The Reflector class allows us to easily access the metadata by the specified key (in this case, the key is 'roles'; refer back to the roles.decorator.ts file and the SetMetadata() call made there). In the example above, we passed context.getHandler() in order to extract the metadata for the currently processed request method. Remember, getHandler() gives us a reference to the route handler function.

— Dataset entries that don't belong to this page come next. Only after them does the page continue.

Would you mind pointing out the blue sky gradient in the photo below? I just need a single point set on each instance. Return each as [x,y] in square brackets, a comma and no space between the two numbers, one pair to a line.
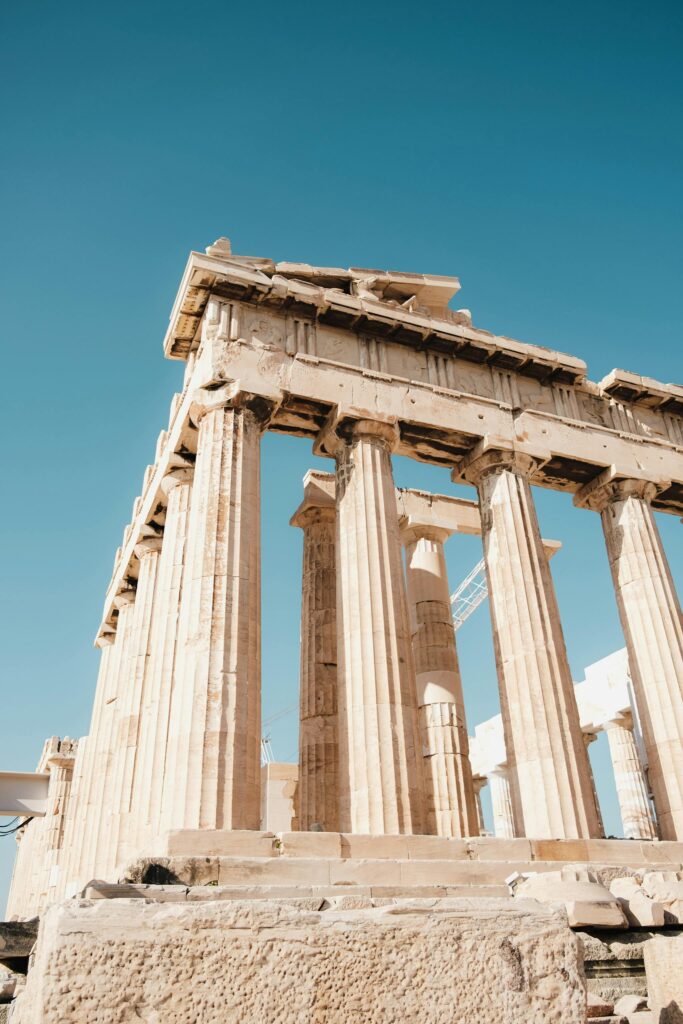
[532,150]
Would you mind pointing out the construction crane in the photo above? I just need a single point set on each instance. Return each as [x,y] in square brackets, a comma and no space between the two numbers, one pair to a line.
[267,757]
[469,595]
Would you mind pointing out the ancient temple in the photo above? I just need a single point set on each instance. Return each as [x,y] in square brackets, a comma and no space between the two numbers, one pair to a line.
[365,364]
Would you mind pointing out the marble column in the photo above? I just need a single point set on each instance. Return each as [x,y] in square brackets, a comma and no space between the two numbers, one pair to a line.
[447,776]
[58,758]
[552,796]
[478,783]
[501,799]
[317,794]
[132,704]
[652,627]
[590,737]
[95,813]
[634,805]
[381,783]
[176,485]
[212,777]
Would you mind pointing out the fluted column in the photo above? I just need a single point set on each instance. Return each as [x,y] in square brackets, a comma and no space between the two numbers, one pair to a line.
[501,800]
[652,627]
[212,778]
[447,775]
[317,794]
[95,813]
[155,720]
[637,818]
[478,783]
[381,785]
[590,737]
[132,702]
[549,772]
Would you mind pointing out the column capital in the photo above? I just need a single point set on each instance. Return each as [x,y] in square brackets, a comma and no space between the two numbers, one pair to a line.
[606,487]
[485,459]
[412,531]
[231,395]
[340,430]
[124,597]
[174,477]
[318,500]
[146,546]
[105,637]
[623,720]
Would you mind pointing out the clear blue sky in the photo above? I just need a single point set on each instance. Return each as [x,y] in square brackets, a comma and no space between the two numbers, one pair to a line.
[532,150]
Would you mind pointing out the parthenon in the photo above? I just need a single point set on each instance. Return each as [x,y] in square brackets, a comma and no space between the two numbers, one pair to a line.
[365,364]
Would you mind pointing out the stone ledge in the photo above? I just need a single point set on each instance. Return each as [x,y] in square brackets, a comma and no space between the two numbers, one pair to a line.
[468,962]
[634,853]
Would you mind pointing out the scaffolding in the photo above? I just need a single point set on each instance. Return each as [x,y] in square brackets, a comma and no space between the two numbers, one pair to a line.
[470,594]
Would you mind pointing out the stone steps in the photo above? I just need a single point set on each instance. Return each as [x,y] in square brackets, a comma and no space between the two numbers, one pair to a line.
[358,895]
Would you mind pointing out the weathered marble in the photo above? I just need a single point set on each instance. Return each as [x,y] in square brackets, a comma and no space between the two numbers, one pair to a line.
[270,961]
[450,795]
[212,776]
[652,626]
[634,804]
[552,795]
[318,728]
[381,783]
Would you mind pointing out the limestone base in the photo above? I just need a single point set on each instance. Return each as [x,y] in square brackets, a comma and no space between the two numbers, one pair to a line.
[430,962]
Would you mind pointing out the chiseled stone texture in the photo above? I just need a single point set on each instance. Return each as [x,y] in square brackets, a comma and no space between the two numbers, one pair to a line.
[425,961]
[664,968]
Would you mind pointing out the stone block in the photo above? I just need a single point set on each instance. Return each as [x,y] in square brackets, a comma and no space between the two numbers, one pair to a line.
[486,848]
[276,870]
[567,850]
[324,845]
[663,853]
[587,902]
[666,888]
[628,1005]
[436,848]
[596,1007]
[416,964]
[376,847]
[218,843]
[364,872]
[126,890]
[173,870]
[664,969]
[613,963]
[641,911]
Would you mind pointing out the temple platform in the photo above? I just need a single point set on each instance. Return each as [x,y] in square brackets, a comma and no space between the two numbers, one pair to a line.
[295,863]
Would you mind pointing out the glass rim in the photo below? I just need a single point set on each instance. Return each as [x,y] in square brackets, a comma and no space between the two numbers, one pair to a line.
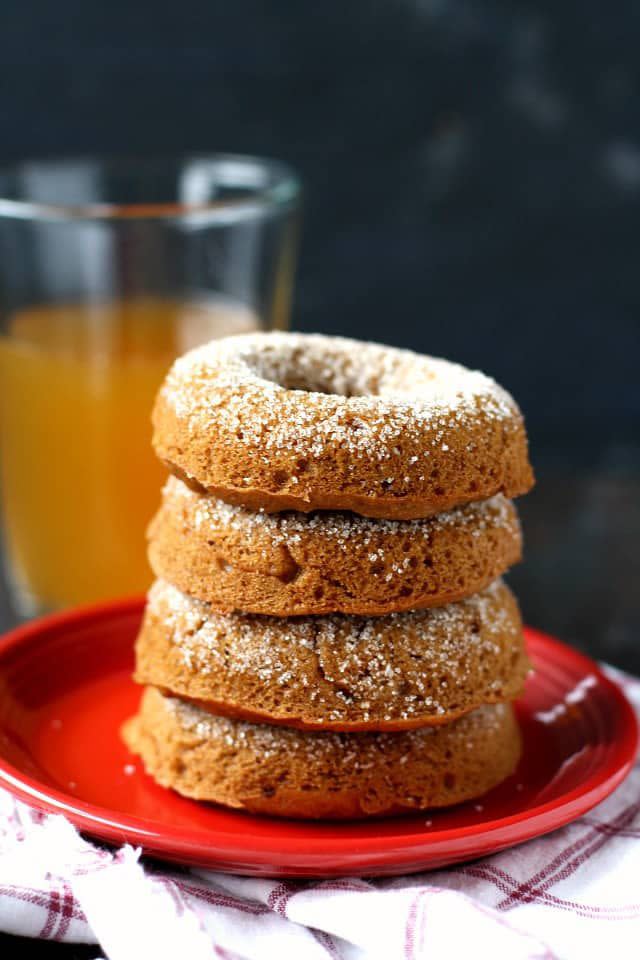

We can make this guard more generic by extracting the controller metadata and using that to determine the current user role. To extract controller metadata, we pass context.getClass() instead of context.getHandler():

  1. @@filename()
  2. const roles = this.reflector.get<string[]>('roles', context.getClass());
  3. @@switch
  4. const roles = this.reflector.get('roles', context.getClass());

When a user with insufficient privileges requests an endpoint, Nest automatically returns the following response:

  1. {
  2.   "statusCode": 403,
  3.   "message": "Forbidden resource"
  4. }

Note that behind the scenes, when a guard returns false, the framework throws a ForbiddenException. If you want to return a different error response, you should throw your own specific exception. For example:

  1. throw new UnauthorizedException();

Any exception thrown by a guard will be handled by the exceptions layer (global exceptions filter and any exceptions filters that are applied to the current context).